I have an enormous soft spot for Abdel-Hamid – despite his habit of looking like Beaker out of the Muppet Show when upset – because there is a certain warmth about his acting. This was apparent despite the lamentable poorness of the script thrust upon him in the film, particularly in a scene in which he laments his missed chances and dead wife and wheelchair-bound daughter. While it isn’t “I could have been a contender, it is, nevertheless, extremely moving.
A word about Nour: could Ehsaan not just have used a life-sized cardboard cut-out of a sexy female figure? Wonder Woman, or Princess Leia for example? He could have hired a small child to stand out of sight and move it around. It would have saved him an acting fee and made no perceptible difference to the film, such is the absolute mediocrity of Fouad’s acting. She’s just too young to have had botox, so why doesn’t her face move?
Her role is just to be pretty and delightful, only one of which duties she fulfils, rather spending the rest of the time trailing round after the men inconsequentially in her heels.
Luckily for Ahmed, she declares her love for him quite literally about five minutes after meeting him.
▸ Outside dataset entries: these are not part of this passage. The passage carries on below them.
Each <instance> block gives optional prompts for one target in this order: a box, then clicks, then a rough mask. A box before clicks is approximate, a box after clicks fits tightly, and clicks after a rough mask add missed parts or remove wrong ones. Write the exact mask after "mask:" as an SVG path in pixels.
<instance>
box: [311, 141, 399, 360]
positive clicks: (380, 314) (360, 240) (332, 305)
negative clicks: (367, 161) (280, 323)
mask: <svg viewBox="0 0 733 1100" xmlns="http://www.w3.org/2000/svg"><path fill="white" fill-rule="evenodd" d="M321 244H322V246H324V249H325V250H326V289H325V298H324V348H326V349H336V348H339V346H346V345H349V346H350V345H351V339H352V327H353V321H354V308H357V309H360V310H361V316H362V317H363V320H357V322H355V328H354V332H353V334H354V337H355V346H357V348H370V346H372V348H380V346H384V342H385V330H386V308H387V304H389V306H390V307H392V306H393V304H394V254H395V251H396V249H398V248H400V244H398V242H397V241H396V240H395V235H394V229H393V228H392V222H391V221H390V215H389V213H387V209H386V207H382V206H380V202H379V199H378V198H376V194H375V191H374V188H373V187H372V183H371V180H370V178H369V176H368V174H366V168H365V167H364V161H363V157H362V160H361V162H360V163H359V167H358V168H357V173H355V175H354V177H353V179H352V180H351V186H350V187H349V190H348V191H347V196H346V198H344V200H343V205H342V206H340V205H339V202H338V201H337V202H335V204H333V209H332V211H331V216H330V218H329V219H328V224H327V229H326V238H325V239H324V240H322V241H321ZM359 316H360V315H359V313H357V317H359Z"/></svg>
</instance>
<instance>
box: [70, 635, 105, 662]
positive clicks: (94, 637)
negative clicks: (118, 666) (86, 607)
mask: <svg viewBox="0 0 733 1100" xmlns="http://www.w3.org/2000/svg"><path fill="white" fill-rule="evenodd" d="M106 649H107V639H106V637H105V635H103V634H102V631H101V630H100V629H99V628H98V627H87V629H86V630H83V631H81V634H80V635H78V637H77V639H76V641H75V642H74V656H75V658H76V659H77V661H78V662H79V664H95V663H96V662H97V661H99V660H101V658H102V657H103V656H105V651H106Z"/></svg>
While we in the cinema audience guffawed and choked on our popcorn, Nour acknowledges our skepticism by producing the words “I know I’ve only just met you Ahmed, but I love you with levels of passion which leave us even less convinced.
Ahmed’s convinced though. “I love you too, he tells Nour, his voice so high that it is almost only audible to whales.
Nour is very, very rich, and Ahmed is very, very poor (could this explain why all the vests stretched over his rippling torso are ripped down to the naval? Can he not afford to replace them?). But he still wants to marry her so off he pops to have a word with her dad, in his country retreat.
Nour’s dad, Roshdy Beik, is played by Ezzat Abo Ouf and his cigar, in a role which is quite literally copy-pasted from his incarnation as the rich father fending off poor suitors for his daughter in the classic “Hassan Tayara.
Ahmed puts his case to Roshdy, explaining that he dreams of one day becoming champion of the world, while Roshdy shoots pigeons.
This leads to a cull of pigeons of massacre-like proportions, Roshdy shooting a pigeon each time he provides Ahmed with a reason why he can’t marry Nour: Roshdy is shooting down Ahmed’s dreams is the message which we are forced to ingest again and again and again.
The film ends exactly as you have already predicted: Akram gets his comeuppance, Roshy Beik repents and laments and Ahmed becomes boxing champion of the world. We might have cared about these events if we were given the chance to care about the two-dimensional, forgettable characters that carry them out.
But El-Sobky makes up for that with a healthy dose of jingoism. The final scene is an inevitable frenzy of flag-waving, Egypt-chanting nationalism as Ahmed wins a close fight with an individual who we are to understand is American but speaks in a heavy German accent, confirming the general rule in Egyptian cinema that white foreigners are indistinguishable and interchangeable – which funnily enough, is the general attitude of the US cinema industry to brown-skinned people from Asia and the Middle East. Fancy that!